Louis succeeded his unpopular grandfather Louis XV and was recognized as absolute monarch in France. Tensions were already rising in France, as Louis’s marriage to Marie Antoinette (Archduchess of Austria) dragged the French into the disastrous Seven Years War (1756-63). When France entered the Revolutionary War on the side of the Americans in 1778, two unforeseen consequences arose for Louis. First, it showed the French people that monarchs could be overthrown and the French involvement in the war nearly bankrupted the country.
To his credit, Louis did attempt to reform the financial situation. However, the aristocracy hardly noticed, and it was the poor that suffered the most as food costs skyrocketed. Dissatisfaction led to riots, and the eventual replacement of the absolute monarchy with a constitutional one led by the National Assembly in 1791. Thus began the French Revolution. Continued unrest led to Louis being arrested in 1792, and his execution the following year. His wife followed him shortly.
Louis’s downfall can be credited to his inability to endear himself to the people, and his poor management of the country. Whole books have been written on Louis and his troubles, but a few facts are important to note. He and his wife had difficulty consummating children early in their marriage, though they would produce several children. Louis furthered French interests in places such as India, Indo-China (Vietnam especially), and in the Americas. Such endeavors would aide in France’s trade, but the financial crisis still loomed over his reign. His involvement in the Revolutionary War was more in the want to defeat his old enemy in Britain; unfortunately for the king, the success of democracy would spread to his own country.
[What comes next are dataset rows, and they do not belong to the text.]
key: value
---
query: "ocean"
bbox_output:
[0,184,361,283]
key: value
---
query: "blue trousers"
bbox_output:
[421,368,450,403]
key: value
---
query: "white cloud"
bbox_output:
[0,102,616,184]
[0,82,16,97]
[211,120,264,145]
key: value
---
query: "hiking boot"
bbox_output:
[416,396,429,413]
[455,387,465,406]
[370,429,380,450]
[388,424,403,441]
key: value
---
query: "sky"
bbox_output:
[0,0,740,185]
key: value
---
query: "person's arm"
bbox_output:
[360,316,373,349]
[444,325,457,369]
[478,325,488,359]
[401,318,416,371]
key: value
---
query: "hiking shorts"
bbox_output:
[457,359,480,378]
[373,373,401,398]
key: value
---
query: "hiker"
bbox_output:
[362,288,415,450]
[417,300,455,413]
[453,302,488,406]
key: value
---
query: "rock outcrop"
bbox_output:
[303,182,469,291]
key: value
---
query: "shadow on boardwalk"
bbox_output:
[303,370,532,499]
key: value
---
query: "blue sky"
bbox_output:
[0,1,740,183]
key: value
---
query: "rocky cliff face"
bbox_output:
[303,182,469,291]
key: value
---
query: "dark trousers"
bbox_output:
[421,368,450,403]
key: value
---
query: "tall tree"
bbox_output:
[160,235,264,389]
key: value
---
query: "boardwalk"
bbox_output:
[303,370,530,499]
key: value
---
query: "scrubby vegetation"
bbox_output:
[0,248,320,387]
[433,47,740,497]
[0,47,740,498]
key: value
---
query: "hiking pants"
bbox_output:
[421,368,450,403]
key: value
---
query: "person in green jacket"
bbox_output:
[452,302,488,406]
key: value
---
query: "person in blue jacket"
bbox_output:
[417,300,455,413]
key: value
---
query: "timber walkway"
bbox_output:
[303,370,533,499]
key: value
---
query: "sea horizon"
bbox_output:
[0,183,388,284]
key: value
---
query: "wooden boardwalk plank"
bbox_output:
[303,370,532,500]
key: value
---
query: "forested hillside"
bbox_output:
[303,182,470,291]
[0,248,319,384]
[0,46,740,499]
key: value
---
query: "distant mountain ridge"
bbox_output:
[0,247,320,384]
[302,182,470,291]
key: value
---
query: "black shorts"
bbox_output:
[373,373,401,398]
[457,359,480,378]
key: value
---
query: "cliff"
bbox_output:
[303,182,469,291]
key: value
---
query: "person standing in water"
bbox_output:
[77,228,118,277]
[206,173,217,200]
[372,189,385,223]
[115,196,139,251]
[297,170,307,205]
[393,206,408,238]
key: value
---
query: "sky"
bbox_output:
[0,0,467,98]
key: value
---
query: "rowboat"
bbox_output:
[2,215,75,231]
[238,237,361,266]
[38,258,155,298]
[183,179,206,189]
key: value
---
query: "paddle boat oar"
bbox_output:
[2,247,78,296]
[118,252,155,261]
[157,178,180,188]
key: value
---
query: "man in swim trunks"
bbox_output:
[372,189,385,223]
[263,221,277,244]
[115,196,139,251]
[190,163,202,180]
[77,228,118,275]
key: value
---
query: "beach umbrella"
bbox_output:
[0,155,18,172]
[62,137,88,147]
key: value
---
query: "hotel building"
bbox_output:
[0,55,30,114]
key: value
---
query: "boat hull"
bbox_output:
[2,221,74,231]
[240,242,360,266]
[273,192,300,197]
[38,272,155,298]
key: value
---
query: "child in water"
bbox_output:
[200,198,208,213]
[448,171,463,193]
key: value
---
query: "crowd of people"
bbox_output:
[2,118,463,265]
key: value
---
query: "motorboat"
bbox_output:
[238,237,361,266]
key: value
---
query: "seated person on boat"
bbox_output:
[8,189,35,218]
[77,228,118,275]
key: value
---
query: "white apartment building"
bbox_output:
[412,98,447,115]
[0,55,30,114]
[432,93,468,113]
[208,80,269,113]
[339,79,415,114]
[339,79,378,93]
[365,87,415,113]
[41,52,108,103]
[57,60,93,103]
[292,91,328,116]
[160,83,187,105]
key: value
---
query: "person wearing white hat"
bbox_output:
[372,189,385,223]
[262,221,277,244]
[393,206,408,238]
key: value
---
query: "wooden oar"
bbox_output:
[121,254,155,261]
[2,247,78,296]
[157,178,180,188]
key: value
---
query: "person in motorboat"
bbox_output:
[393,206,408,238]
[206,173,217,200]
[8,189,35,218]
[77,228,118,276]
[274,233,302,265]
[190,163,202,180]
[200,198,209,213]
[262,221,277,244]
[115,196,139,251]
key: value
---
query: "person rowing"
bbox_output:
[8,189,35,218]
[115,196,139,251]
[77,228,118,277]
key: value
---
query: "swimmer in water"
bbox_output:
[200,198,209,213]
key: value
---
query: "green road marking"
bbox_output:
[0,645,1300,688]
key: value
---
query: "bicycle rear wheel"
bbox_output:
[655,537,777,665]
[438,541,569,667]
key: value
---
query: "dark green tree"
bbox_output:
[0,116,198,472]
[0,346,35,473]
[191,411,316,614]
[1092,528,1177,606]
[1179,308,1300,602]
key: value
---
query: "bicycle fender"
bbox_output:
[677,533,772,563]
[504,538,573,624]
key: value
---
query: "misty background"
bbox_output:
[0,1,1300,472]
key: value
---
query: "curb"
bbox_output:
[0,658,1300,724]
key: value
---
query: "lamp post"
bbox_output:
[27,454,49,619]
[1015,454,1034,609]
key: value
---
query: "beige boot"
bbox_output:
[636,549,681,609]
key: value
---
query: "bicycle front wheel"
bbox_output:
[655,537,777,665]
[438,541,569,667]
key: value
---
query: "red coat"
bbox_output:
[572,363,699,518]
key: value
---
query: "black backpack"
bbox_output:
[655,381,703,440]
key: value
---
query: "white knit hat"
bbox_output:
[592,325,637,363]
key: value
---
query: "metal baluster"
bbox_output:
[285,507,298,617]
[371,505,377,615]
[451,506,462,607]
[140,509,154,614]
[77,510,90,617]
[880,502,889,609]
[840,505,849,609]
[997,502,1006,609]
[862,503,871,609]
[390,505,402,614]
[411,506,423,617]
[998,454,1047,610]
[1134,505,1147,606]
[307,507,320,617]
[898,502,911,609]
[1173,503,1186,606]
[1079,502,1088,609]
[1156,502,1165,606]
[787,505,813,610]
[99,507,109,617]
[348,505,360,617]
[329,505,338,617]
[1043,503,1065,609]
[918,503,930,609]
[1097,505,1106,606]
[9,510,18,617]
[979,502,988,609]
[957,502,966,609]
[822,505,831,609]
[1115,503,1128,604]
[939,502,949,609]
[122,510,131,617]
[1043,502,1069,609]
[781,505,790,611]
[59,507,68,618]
Given Louis’s faults his role in the creation of the United States is undeniable. In 1780 the Virginia General Assembly named the settlement of Louisville in his honor (Kentucky was still a part of the Commonwealth of Virginia). They saw him as a noble king, though others disagreed. Other cities in the United States were named Louisville as well, though Louisville, Kentucky is the first and most well-known. A statue of the French monarch stands across City Hall, a gift from Louisville’s sister city of Montpellier, France in 1967. The statue stands as a monument to an unlucky monarch that’s efforts helped the United States to be born.